The applicants seek a special exception or a variance for permission to use a portion of the land zoned residence A, to a depth of 600 feet from the Willett avenue boundary, for a business use in connection with the land presently zoned C. They plan to lease the land to the First National Stores, Inc. and the latter proposes to erect a supermarket and to provide a parking area for 200 cars. The building will be located about 400 feet west of the Willett avenue line, approximately 140 feet south of the northerly line of lot No. 2, and about 68 feet north of the southerly line of lot No. 358.

There are presently five buildings on the premises. On lot No. 2 there is a concrete block garage with a greenhouse and office in the rear.
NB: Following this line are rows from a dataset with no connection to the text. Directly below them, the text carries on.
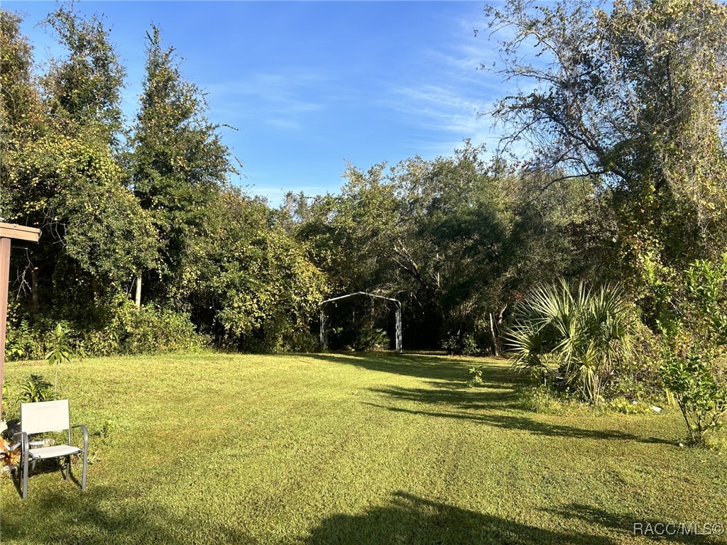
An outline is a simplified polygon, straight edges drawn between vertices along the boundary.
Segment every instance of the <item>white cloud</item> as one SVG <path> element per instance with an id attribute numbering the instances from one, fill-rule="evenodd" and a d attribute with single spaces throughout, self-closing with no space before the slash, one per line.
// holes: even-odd
<path id="1" fill-rule="evenodd" d="M 204 90 L 216 114 L 226 118 L 254 118 L 281 131 L 297 132 L 304 126 L 305 115 L 324 108 L 322 102 L 303 98 L 324 82 L 312 73 L 284 71 L 209 84 Z"/>

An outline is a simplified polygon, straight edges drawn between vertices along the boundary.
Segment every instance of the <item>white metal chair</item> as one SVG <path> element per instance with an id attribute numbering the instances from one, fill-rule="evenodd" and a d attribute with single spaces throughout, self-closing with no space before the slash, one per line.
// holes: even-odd
<path id="1" fill-rule="evenodd" d="M 71 430 L 81 428 L 84 435 L 84 448 L 71 444 Z M 54 445 L 49 447 L 32 448 L 29 436 L 36 433 L 49 432 L 68 432 L 66 445 Z M 71 477 L 71 456 L 83 454 L 84 469 L 81 477 L 81 490 L 86 490 L 86 467 L 88 464 L 89 432 L 82 424 L 71 425 L 71 411 L 68 400 L 41 401 L 36 403 L 20 404 L 20 479 L 22 480 L 23 499 L 28 496 L 28 462 L 33 466 L 37 460 L 49 458 L 65 458 L 65 480 Z"/>

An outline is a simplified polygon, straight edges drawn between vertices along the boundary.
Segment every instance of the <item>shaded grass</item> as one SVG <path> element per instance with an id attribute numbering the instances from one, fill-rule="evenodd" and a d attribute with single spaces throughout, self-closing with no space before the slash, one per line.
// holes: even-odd
<path id="1" fill-rule="evenodd" d="M 42 472 L 21 501 L 3 480 L 0 541 L 600 545 L 651 541 L 631 535 L 635 522 L 727 522 L 725 457 L 679 448 L 676 411 L 534 413 L 506 364 L 489 363 L 476 388 L 470 365 L 390 354 L 64 365 L 72 419 L 93 435 L 88 489 Z M 50 373 L 7 368 L 11 383 Z"/>

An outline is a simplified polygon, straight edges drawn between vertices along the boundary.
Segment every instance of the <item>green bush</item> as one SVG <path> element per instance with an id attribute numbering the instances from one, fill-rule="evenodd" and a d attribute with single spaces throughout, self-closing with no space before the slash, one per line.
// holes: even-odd
<path id="1" fill-rule="evenodd" d="M 616 411 L 624 414 L 646 414 L 649 411 L 648 403 L 630 400 L 626 397 L 614 397 L 606 403 L 606 408 Z"/>
<path id="2" fill-rule="evenodd" d="M 470 333 L 450 335 L 442 342 L 442 348 L 451 356 L 473 356 L 480 353 L 475 336 Z"/>
<path id="3" fill-rule="evenodd" d="M 367 322 L 356 332 L 350 347 L 356 352 L 371 352 L 388 350 L 390 344 L 386 331 Z"/>
<path id="4" fill-rule="evenodd" d="M 22 403 L 35 403 L 39 401 L 52 401 L 56 397 L 52 383 L 42 375 L 31 375 L 20 384 L 20 400 Z"/>
<path id="5" fill-rule="evenodd" d="M 193 350 L 207 342 L 189 316 L 124 301 L 103 328 L 81 334 L 77 350 L 86 356 L 149 354 Z"/>
<path id="6" fill-rule="evenodd" d="M 648 269 L 663 337 L 661 374 L 692 443 L 704 445 L 727 414 L 727 253 L 682 275 Z"/>
<path id="7" fill-rule="evenodd" d="M 560 400 L 547 384 L 523 388 L 518 396 L 523 408 L 534 413 L 551 413 L 561 405 Z"/>
<path id="8" fill-rule="evenodd" d="M 571 293 L 565 281 L 533 290 L 515 311 L 505 339 L 513 365 L 544 384 L 562 384 L 595 404 L 632 355 L 632 305 L 617 287 Z"/>

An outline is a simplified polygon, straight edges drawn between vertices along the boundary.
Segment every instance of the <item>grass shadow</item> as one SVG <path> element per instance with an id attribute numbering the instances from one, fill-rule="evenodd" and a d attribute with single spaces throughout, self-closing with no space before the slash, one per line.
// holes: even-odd
<path id="1" fill-rule="evenodd" d="M 539 528 L 396 492 L 384 506 L 364 514 L 336 514 L 314 528 L 308 545 L 611 545 L 612 539 L 585 531 Z"/>
<path id="2" fill-rule="evenodd" d="M 642 437 L 630 433 L 610 429 L 586 429 L 572 426 L 563 426 L 557 424 L 541 422 L 525 416 L 511 416 L 497 413 L 495 415 L 478 414 L 459 412 L 435 412 L 431 411 L 416 411 L 401 407 L 392 407 L 375 403 L 366 403 L 369 406 L 392 411 L 396 413 L 407 413 L 419 414 L 435 418 L 454 419 L 459 420 L 470 420 L 479 424 L 486 424 L 493 427 L 510 430 L 523 430 L 534 435 L 545 437 L 571 437 L 573 439 L 600 439 L 606 440 L 619 440 L 622 441 L 633 441 L 636 443 L 661 443 L 671 445 L 672 442 L 660 437 Z"/>
<path id="3" fill-rule="evenodd" d="M 260 543 L 238 528 L 241 525 L 238 520 L 224 524 L 206 517 L 203 522 L 180 516 L 158 504 L 142 505 L 129 499 L 119 497 L 118 492 L 110 488 L 99 487 L 84 494 L 47 490 L 35 497 L 29 494 L 22 504 L 22 514 L 4 513 L 3 542 L 57 545 Z M 39 517 L 44 522 L 25 524 L 25 517 Z M 31 535 L 29 528 L 32 528 Z"/>
<path id="4" fill-rule="evenodd" d="M 377 371 L 406 376 L 437 380 L 467 379 L 464 365 L 442 356 L 422 354 L 365 352 L 351 354 L 308 354 L 306 358 L 333 363 L 356 366 L 369 371 Z"/>

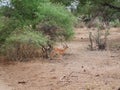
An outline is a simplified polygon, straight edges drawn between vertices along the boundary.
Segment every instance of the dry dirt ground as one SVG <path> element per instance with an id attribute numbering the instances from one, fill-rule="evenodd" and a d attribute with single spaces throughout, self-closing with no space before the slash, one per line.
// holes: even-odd
<path id="1" fill-rule="evenodd" d="M 62 60 L 1 62 L 0 90 L 120 90 L 120 28 L 110 30 L 106 51 L 87 49 L 89 31 L 75 29 Z"/>

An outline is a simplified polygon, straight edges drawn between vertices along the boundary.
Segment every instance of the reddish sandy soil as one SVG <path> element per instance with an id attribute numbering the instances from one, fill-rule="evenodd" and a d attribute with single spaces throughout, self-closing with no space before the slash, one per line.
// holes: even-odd
<path id="1" fill-rule="evenodd" d="M 110 30 L 106 51 L 87 49 L 89 31 L 75 29 L 62 60 L 1 62 L 0 90 L 118 90 L 120 28 Z"/>

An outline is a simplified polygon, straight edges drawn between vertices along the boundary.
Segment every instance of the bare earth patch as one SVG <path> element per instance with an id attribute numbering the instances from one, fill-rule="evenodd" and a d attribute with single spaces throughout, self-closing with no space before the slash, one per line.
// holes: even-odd
<path id="1" fill-rule="evenodd" d="M 89 30 L 75 32 L 63 60 L 0 64 L 0 90 L 118 90 L 120 50 L 89 51 Z M 108 38 L 110 45 L 120 42 L 120 28 L 111 29 Z"/>

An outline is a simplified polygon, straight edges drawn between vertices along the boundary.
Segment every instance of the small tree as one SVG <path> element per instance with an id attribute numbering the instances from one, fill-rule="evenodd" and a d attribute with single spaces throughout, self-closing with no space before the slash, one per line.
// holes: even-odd
<path id="1" fill-rule="evenodd" d="M 0 42 L 3 43 L 2 48 L 5 47 L 6 52 L 9 45 L 16 48 L 13 49 L 16 51 L 21 44 L 23 47 L 25 45 L 26 49 L 31 45 L 34 47 L 39 45 L 42 51 L 49 51 L 61 38 L 69 40 L 73 36 L 75 17 L 60 4 L 52 4 L 49 0 L 11 0 L 9 7 L 4 6 L 4 8 L 1 14 L 7 20 L 0 30 Z M 10 11 L 9 14 L 4 13 L 7 10 Z M 30 27 L 30 29 L 25 27 Z M 43 42 L 39 40 L 42 37 Z M 31 39 L 34 43 L 28 44 Z M 16 47 L 19 44 L 20 46 Z M 21 50 L 24 52 L 25 49 Z M 27 56 L 26 51 L 25 53 Z M 20 57 L 22 56 L 24 54 L 20 54 Z"/>

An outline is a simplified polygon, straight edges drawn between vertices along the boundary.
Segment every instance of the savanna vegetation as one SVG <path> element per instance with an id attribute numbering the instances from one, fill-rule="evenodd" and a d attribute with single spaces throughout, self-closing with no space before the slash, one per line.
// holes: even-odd
<path id="1" fill-rule="evenodd" d="M 97 18 L 120 26 L 120 0 L 4 1 L 0 0 L 0 52 L 10 60 L 48 58 L 56 42 L 72 39 L 80 22 L 90 27 Z"/>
The garage and part of the greenhouse are in the area zoned business. The remaining part of the greenhouse is in the residence zone. A two-story wooden dwelling is located in front of the garage on Willett avenue. Another two-story wooden dwelling is located in the business area and also a one-story concrete block building, measuring approximately 30 by 50 feet, in which the applicants carry on a food market business. South of this building there is a one-story wooden building which is used as a real estate office.

In addition to the food market the applicants also operate a florist business on the premises. Their son testified that they had no immediate use for the land behind the greenhouse but did grow plants and flowers in that area; that if the application was granted they would give up the food market business; that they would remove part of the greenhouse to make room for additional parking and continue the florist business in the part that remained; and that they would remove the two dwellings and the real estate office.

The applicants' land is bounded on the north and south by residence zones. Willett avenue is a main highway. A gasoline service station and hardware store are located on the easterly side of Willett avenue, opposite the store on applicants' land. The surrounding area is predominantly residential in character.

The petitioners and other remonstrant appeared at the hearing and in substance opposed the proposed use on the grounds that it would adversely affect the value of *369 their properties; that it would create or increase traffic hazards; that it was not in harmony with the character of the area; and that there was no need for a supermarket in the area.

The applicants presented evidence to support their request for both a special exception and a variance. After the hearing the board granted the application subject to certain conditions. It appears from its decision that the application was granted as both a variance under the enabling act and a special exception under the ordinance.

On the basis of the record before us there is no evidence that the applicants will be deprived of all beneficial use of the land in question unless their application is granted. There has been no showing of hardship within the meaning of that term as it has been construed by this court. See Heffernan v. Zoning Board of Review, 50 R.I. 26, 144 A. 674; Winters v. Zoning Board of Review, 80 R.I. 275, 96 A.2d 337. In fact, the uncontradicted evidence is that such land is presently being used by the applicants in carrying on their flower and vegetable business. The fact that the proposed use would be more profitable cannot justify the grant of a variance. Strauss v. Zoning Board of Review, 72 R.I. 107, 112, 48 A.2d 349. In our opinion the board's finding of unnecessary hardship is not supported by the evidence and therefore the board erred in granting the application as a variance.

The petitioners next contend that the board erred in granting the application as a special exception under the ordinance. Chapter 43, sec. 5A (2) of the 1929 ordinances of the city of East Providence entitled "Zoning" as added May 2, 1950 by chap. 159, sec. 6, authorizes the board to grant an exception for a supermarket when in the board's judgment the public convenience and welfare will be substantially served and the appropriate use of neighboring property will not be substantially or permanently injured.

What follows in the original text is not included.